Specifics of X are outside my KB, but you could try reinstalling TDE to get the configs back.:
# apt install --reinstall kubuntu-default-settings-trinity kubuntu-desktop-trinity
Downside is you lose anything you've custom configured :(
It's also possible, as those are meta packages, that you'll need to
# aptitude show kubuntu-default-settings-trinity kubuntu-desktop-trinity
and then individually --reinstall select package(s).
If you're willing to --reinstall the whole box, there's Google posts on how to do that with Ubuntu.

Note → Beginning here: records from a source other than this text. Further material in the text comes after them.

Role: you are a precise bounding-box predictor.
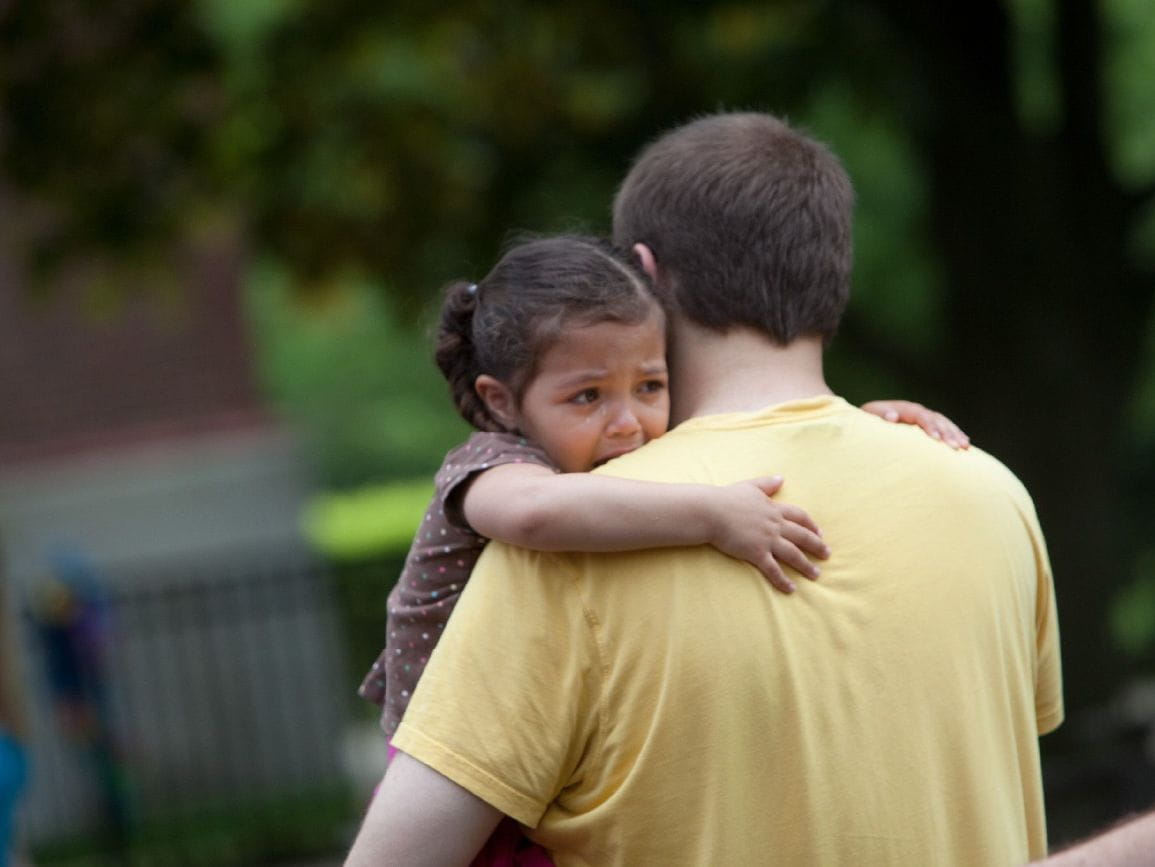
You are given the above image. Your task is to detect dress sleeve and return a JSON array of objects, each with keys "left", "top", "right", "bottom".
[
  {"left": 436, "top": 432, "right": 555, "bottom": 532},
  {"left": 390, "top": 543, "right": 601, "bottom": 827}
]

Post Script on power outs: I've found it best to always (even if it's said it's not needed) to do all my config changes, then do a reboot to 'lock' them in. IDK, disk caching?, but I've seen enough similar behavior (crash, even days later, and configs are odd upon re-start) that I'd rather waste the 5 minutes for the reboot than go digging back into xyz to re-find out how to set up something.
Best, Michael
Michael I do the same thing plus, I do a luckybackup to a dir in my backups dir called "Fast_Restore" and save all of the important files such as share, config etc.
I also use krusader to compress everything to backups.
We also have tons of blackouts here (top of a mountain), but in the last 20 years since I started doing that I have not lost any significant data.
dep...
Once you have everything the way you want it. Just plain old tar your user dir to a backup dir. It might take up a wee bit of space but it will be worth it.